Wave soldering is one such cool PCB mounting technique. The machine works at a temperature not exceeding 260°C. It has components such as fluxers, preheaters, and coolers to assist with the process. PCB mounting methods ensure that the solder adheres well to the required points. PCBs are transferred through hot solder conveyors at the rate of 1.2 meters per minute. Flux at a concentration of 25 mg/cm² will be deposited on the board.
Nitrogen is incorporated to arrest rust at 300 ppm of nitrogen gas. This keeps the boards safe. These tricks are employed by PCB mounting methods to make things work right. The wave height is 12 mm, and the preheaters remain at a temperature of 150°C.
Infrared preheaters keep the heat just right. AOI is being used by sophisticated machines to look for errors. It helps to identify such issues quickly. The reason that soldering takes just 4 seconds to finish is that it's quick and solid.
That is why this method is wonderful for checking boards' functionality well. They ensure that the solder gets to all the connections and none of the parts get too hot. The result? Perfect PCBs every time.
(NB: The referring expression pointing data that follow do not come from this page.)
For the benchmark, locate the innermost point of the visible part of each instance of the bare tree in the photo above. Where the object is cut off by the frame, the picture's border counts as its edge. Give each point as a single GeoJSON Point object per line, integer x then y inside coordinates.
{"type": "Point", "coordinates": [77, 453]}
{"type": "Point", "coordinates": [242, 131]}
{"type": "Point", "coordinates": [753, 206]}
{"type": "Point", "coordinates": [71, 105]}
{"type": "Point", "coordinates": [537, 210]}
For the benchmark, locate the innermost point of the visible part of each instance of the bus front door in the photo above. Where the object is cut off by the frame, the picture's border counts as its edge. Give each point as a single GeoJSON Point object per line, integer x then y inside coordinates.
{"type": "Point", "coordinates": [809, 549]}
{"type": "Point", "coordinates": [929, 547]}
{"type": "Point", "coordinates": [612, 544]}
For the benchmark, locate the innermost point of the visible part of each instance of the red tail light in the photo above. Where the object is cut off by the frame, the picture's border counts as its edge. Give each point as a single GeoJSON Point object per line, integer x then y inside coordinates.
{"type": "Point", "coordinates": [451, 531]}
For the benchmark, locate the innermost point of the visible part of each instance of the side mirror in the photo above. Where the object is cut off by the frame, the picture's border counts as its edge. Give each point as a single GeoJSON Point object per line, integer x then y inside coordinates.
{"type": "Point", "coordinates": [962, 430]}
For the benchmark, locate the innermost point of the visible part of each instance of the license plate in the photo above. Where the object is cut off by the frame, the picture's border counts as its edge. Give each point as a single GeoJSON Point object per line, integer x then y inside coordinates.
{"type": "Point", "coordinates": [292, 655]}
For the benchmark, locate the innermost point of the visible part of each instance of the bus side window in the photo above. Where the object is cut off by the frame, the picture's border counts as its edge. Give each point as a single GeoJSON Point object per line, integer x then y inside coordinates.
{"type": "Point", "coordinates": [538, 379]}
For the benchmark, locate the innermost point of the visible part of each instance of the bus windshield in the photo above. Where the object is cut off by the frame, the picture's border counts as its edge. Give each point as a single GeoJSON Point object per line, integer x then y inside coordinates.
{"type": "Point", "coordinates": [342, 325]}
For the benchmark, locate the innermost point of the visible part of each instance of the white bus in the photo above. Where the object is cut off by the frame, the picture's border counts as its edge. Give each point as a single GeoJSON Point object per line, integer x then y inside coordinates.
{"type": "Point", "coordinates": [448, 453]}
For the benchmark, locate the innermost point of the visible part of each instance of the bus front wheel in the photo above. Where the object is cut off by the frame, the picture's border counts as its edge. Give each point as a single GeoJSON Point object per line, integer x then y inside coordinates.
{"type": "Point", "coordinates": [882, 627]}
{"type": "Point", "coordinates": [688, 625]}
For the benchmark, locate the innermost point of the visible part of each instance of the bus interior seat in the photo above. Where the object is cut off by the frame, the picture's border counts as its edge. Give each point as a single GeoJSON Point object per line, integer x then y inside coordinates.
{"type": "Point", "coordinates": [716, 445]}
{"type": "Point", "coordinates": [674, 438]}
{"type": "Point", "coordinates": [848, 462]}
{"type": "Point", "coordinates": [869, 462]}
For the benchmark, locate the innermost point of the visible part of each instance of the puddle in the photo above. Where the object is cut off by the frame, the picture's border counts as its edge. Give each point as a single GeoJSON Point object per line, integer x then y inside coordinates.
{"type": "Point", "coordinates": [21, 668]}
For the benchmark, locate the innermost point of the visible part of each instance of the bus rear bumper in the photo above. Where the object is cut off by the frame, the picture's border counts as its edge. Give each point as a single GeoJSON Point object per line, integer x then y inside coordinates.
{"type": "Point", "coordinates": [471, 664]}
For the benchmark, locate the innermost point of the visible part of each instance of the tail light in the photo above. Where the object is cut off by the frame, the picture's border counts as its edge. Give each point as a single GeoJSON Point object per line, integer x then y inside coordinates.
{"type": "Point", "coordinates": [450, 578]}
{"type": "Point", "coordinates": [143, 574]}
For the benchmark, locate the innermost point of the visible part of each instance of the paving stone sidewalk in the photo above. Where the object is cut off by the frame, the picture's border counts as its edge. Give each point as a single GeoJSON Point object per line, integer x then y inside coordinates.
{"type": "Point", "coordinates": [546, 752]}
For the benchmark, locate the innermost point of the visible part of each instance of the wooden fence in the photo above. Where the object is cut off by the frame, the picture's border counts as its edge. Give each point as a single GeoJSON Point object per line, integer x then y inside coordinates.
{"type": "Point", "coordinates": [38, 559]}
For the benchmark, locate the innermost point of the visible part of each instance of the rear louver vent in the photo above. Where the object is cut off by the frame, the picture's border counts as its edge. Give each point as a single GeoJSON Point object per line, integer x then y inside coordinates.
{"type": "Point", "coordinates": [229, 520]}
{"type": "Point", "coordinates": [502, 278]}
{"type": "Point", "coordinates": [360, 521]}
An AOI system inspects circuit boards. PCBasic JS Technology Co., Ltd. systems take 25,000 frames per second, ensuring nothing is missed. It employs cameras with the capacity to take up to 25,000 frames per second to inspect parts. The system assists in identifying errors.
Then, it verifies if components such as SMDs (Surface-Mount Devices) are placed correctly. The lens is 12-megapixel, meaning the device is able to capture even the smallest of details. It will be possible to tell when there are misaligned pieces that should join a particular board, components that should be mounted but are missing, or some boards that were poorly soldered.
The chosen PCB Mounting Methods must have AOI for quality. AOI systems can inspect up to twenty tiers of a board. In the light, they use RGB LEDs. It takes 3 seconds for each board to be inspected. This process is very efficient indeed. AOI systems apply to boards ranging between 50mm and 500mm. They also measure the height of the solder paste and the lead width of the solder filters before it enters the furnace. This tool aids in ensuring that every board is good.
Table on PCB mounting methods
We discussed about the PCB mounting methods, such as through screws and clips. All methods make boards powerful when done. Go PCBasic to know more. This site helps you find the best strategies for mounting boards. And that's how good circuit boards are made.